ニュース

1968年オープン「西新井駅らーめん」消えゆく。全国の「ホーム上の駅ラーメン・そば」存続は難しいのか?

西新井らーめん

西新井「駅ホームのラーメン屋さん」消えゆく

 電車に乗る前に、駅ホームでサッとラーメンを1杯。東武の駅ナカグルメの象徴であった「西新井らーめん」が3月末をもって閉店する。

 1968年(昭和43年)に開業した「西新井らーめん」は、東武スカイツリーライン(伊勢崎線)の3・4番線ホーム上で、変わらずラーメンを提供し続けてきた。こういったホーム上の立ち食い店舗がそばを提供するなか、なぜか西新井駅では、醤油ラーメンを提供し続けてきたのだ。

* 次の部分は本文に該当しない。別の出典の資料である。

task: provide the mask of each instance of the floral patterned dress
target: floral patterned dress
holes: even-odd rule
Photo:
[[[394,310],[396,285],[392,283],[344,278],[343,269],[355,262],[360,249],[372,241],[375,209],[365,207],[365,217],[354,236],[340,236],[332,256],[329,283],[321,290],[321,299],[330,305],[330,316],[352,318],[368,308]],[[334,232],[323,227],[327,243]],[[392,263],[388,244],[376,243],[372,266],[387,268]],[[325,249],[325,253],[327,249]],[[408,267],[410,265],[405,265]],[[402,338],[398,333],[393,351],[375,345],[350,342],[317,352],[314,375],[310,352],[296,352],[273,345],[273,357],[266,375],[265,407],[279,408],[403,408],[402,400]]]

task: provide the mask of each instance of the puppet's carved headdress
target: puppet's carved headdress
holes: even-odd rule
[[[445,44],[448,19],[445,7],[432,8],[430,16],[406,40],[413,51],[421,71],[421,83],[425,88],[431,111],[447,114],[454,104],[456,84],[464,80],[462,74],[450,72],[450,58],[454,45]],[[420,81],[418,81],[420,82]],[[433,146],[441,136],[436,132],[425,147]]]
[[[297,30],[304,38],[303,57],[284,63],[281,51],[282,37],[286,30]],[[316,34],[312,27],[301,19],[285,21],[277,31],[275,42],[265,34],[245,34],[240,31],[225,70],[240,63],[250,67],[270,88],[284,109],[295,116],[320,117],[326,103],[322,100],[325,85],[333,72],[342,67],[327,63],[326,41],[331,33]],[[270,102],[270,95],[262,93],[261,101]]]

 西新井駅はいまも3万人以上の乗降客で、朝晩・日中を問わずにぎわっている。にもかかわらず、西新井駅らーめんは、なぜ閉業しなくてはいけないのか? まずは、半世紀以上も続いた一杯の醤油ラーメンを味わったうえで、「ホーム上の駅そば・駅ラーメン店」の今後を考えていこう。

ストレート麺に、シンプルな醤油スープが合う!

西新井らーめん。間違って食券を買った玉子もつけてもらった
ストレートの麺をリフト

 何十年も通い続ける常連客の方によると、その味はいまも変わらないという。やや黄色みのある中太のストレート麺と、しっかり出汁がきいた醤油ベースのスープの相性は抜群によく、長年食べていても飽きることがないそうだ。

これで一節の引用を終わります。